Besoin de prendre du recul, burn-out médiatique, objectif de performance… De nombreuses personnalités, issues du monde sportif et artistique, du show-business également, se sont exprimées ces dernières années sur leur santé mentale. Pour la protéger, certain·es n’ont pas hésité à prendre des décisions radicales, comme mettre leur carrière entre parenthèses, se retirer des réseaux sociaux ou encore réduire leur entourage.
Des prises de parole salvatrices
Alors qu’elle était favorite pour le titre au classement général lors des derniers Jeux olympiques à Tokyo, la gymnaste américaine Simone Biles, âgée de 24 ans, la plus récompensée de l’histoire dans sa discipline, a déclaré forfait pour une grande partie des épreuves. Les raisons ? La pression psychologique de tout un système devenu trop lourd à porter. Cette décision a provoqué un véritable coup de tonnerre dans la communauté sportive, et bien au-delà. Comme elle, iels sont nombreux·ses (la joueuse de tennis japonaise Naomi Osaka, Billie Eilish, Pomme, mais aussi Neymar ou Stromae) à avoir osé mettre des mots sur un sujet, jusqu’alors resté tabou : la santé mentale. « Pendant longtemps, on a protégé notre santé physique aux dépens de notre santé mentale. Depuis l’épidémie de Covid-19, il y a eu une prise de conscience collective sur l’importance de notre santé mentale. On s’est rendu compte qu’elle était aussi importante que notre santé physique, observe Aude Caria, psychologue et directrice de Psycom, un organisme public d’information sur la santé mentale. Ça s’est observé chez les étudiant·es, les enfants, mais également dans le cadre professionnel. » Entre juillet et octobre 2021, le nombre de cas de burn-out a augmenté de 25%, selon Empreinte Humaine, un cabinet spécialisé dans la prévention des risques psychosociaux.
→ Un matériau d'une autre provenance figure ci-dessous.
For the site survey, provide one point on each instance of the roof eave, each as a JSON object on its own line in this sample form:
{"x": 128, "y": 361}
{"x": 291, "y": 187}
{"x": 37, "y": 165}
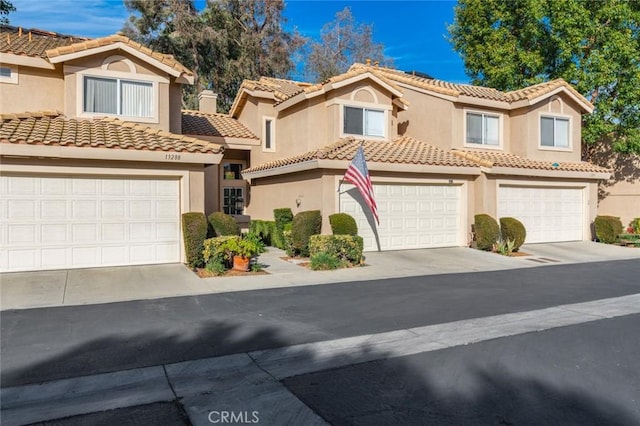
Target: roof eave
{"x": 90, "y": 153}
{"x": 580, "y": 100}
{"x": 288, "y": 103}
{"x": 116, "y": 46}
{"x": 372, "y": 166}
{"x": 566, "y": 174}
{"x": 26, "y": 61}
Un baromètre publié par ce même cabinet estime à 2,5 millions le nombre de salarié·es français·es en souffrance. En cause ? Une société hyper pressurisante, régie par la course à la réussite, l’hyper compétitivité et surtout, beaucoup d’incertitudes. « Ce contexte entraîne une détresse psychologique et aboutit à l’épuisement général d’un mode de fonctionnement qui manque de sens et de repères. Le monde n’ira pas mieux tant qu’il n’aura pas repris son autonomie », explique Camille Sfez, psychologue clinicienne, autrice du livre Vulnérable (éditions Leduc).
La santé mentale et les institutions
Portée par la voix de certaines personnalités, mais aussi par celle de la génération TikTok, rongée par le fléau du cyberharcèlement, la santé mentale fait partie des enjeux majeurs du 21e siècle. L’objectif ? Briser les non-dits autour d’un phénomène trop longtemps occulté et y apporter des solutions. C’était notamment l’objet de la campagne publique de sensibilisation à la santé mentale, initiée en avril 2021 par l’Agence nationale de santé publique France et le ministère des Solidarités et de la Santé. « À partir du moment où on en parle, on peut faire bouger les lignes. Il y a dix ans, c’était encore tabou de dire qu’on avait fait une dépression. Aujourd’hui, ça se banalise, petit à petit. Nous sommes à présent dans la phase de recherche de solutions. Mais comment analyser son mal-être ? À quel moment chercher de l’aide ? On ne nous a jamais appris, finalement », confie Aude Caria.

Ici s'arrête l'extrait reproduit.